Using vllm 0.10.0, `reasoning content` appears in content field instead of reasoning_content with Qwen3-30B-A3B-Thinking model

#2
by aweffr - opened

English:

I'm encountering an issue with the Qwen3-30B-A3B-Thinking model when using vLLM v0.10.0. The model's reasoning process is being returned in the content field instead of the expected reasoning_content field.

Setup:

  • vLLM version: v0.10.0
  • Model: Qwen3-30B-A3B-Thinking-2507
  • Startup command:
vllm serve <MODEL_PATH> --host 0.0.0.0 --port 8000 --dtype bfloat16 --max-model-len 32768 --gpu-memory-utilization 0.9 --served-model-name Qwen3-30B-A3B-Thinking-2507 --enable-lora --max-loras 8 --max-lora-rank 32 --trust-remote-code --reasoning-parser qwen3 --enable-auto-tool-choice --tool-call-parser hermes --enable-chunked-prefill

Issue:
When making a chat completion request, the model's reasoning content appears in the content field with the following characteristics:

  • Missing opening <think> tag
  • Contains closing </think> tag
  • All reasoning content is mixed with the final response in content
  • The reasoning_content field is null

Expected behavior:
The reasoning process should be separated into the reasoning_content field, with only the final answer in the content field.

Questions:

  1. Is this a vLLM startup configuration issue?
  2. Does the model's chat template need special configuration?
  3. Are there additional parameters needed for proper reasoning content separation?

Any guidance from the community would be greatly appreciated!


中文:

我在使用 vLLM v0.10.0 运行 Qwen3-30B-A3B-Thinking 模型时遇到了一个问题。

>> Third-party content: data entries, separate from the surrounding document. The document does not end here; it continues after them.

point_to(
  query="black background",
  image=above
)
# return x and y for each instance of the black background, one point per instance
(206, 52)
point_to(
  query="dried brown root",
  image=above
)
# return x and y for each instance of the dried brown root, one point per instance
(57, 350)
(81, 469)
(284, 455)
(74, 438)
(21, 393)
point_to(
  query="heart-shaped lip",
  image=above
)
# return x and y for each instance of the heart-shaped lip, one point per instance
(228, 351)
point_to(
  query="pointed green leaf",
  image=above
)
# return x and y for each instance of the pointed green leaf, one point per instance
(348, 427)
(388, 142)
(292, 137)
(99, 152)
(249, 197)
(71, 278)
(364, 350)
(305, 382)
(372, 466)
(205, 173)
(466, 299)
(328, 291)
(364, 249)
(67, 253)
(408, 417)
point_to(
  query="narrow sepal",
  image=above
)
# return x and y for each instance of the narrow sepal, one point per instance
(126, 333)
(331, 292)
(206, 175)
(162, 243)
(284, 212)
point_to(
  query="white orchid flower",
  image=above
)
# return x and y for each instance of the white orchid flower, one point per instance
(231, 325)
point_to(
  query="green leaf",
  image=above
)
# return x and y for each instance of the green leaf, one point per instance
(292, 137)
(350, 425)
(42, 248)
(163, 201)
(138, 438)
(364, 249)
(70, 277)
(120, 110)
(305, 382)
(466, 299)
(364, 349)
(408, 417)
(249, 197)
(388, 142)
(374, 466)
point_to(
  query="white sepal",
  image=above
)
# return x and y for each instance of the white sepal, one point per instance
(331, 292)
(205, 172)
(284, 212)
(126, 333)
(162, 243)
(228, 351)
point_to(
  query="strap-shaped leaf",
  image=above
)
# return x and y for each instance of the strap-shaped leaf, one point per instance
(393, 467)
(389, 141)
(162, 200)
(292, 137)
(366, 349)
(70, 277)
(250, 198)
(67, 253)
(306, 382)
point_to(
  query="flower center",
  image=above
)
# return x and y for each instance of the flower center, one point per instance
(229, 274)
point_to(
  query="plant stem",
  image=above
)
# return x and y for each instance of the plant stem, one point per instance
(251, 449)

模型的推理过程被返回在 content 字段中,而不是预期的 reasoning_content 字段中。

环境配置:

  • vLLM 版本: v0.10.0
  • 模型: Qwen3-30B-A3B-Thinking-2507
  • 启动命令包含 --reasoning-parser qwen3 参数

问题现象:
在进行聊天补全请求时,模型的推理内容出现在 content 字段中,具有以下特征:

  • 缺少开始的 <think> 标签
  • 包含结束的 </think> 标签
  • 所有推理内容与最终回复混合在 content
  • reasoning_content 字段为 null

预期行为:
推理过程应该被分离到 reasoning_content 字段中,content 字段只包含最终答案。

疑问:

  1. 这是 vLLM 启动配置的问题吗?
  2. 模型的聊天模板是否需要特殊配置?
  3. 是否需要额外的参数来正确分离推理内容?

非常感谢社区的任何指导!

Sample Response (Problematic)

{
  "id": "chatcmpl-8f283e39ea9d450593e7b22a2618fbd9",
  "object": "chat.completion",
  "created": 1754014569,
  "model": "Qwen3-30B-A3B-Thinking-2507",
  "choices": [
    {
      "index": 0,
      "message": {
        "role": "assistant",
        "content": "嗯,用户发来"你好",看起来是个很简单的问候。首先,我需要确认用户的需求。可能他们刚开始和我对话,想测试一下我的反应。也可能是想开始一个新的话题,但还没想好具体要问什么。\n\n接下来,我要考虑如何回应。作为AI助手,应该友好、热情,同时引导用户说出他们的需求。避免太长的回复,保持简洁。可能需要用中文,因为用户的问候是中文的。\n\n然后,检查有没有其他潜在需求。比如,用户可能之前有其他问题,但这里只是开始。或者他们可能想确认我是否在线。所以,回复要包含欢迎语,并主动询问需要什么帮助。\n\n还要注意语气,不要太正式,用"你好!"开头,加个表情符号可能更亲切,比如😊。然后列出几个常见帮助方向,比如解答问题、写故事、编程等,这样用户知道可以怎么用我。\n\n另外,避免使用复杂词汇,确保易懂。比如"有什么问题或需要帮忙的吗?"这样比较自然。可能还要检查有没有错别字,确保回复准确。\n\n最后,确保符合之前的指示,比如不涉及敏感内容,保持中立。现在组织语言:先问候,再表达乐意帮忙,然后举例说明能提供的帮助,最后邀请用户提问。这样结构清晰,用户容易回应。\n</think>\n\n你好!😊 很高兴见到你~有什么问题或需要帮忙的吗?比如解答疑问、写故事、编程,或者随便聊聊都可以哦!等你来告诉我~",
        "refusal": null,
        "annotations": null,
        "audio": null,
        "function_call": null,
        "tool_calls": [],
        "reasoning_content": null
      },
      "logprobs": null,
      "finish_reason": "stop",
      "stop_reason": null
    }
  ],
  "service_tier": null,
  "system_fingerprint": null,
  "usage": {
    "prompt_tokens": 11,
    "total_tokens": 326,
    "completion_tokens": 315,
    "prompt_tokens_details": null
  },
  "prompt_logprobs": null,
  "kv_transfer_params": null
}

Expected Response Structure

{
  "choices": [
    {
      "message": {
        "role": "assistant",
        "content": "你好!😊 很高兴见到你~有什么问题或需要帮忙的吗?比如解答疑问、写故事、编程,或者随便聊聊都可以哦!等你来告诉我~",
        "reasoning_content": "嗯,用户发来"你好",看起来是个很简单的问候。首先,我需要确认用户的需求...[reasoning process]"
      }
    }
  ]
}

Read the description again from this model.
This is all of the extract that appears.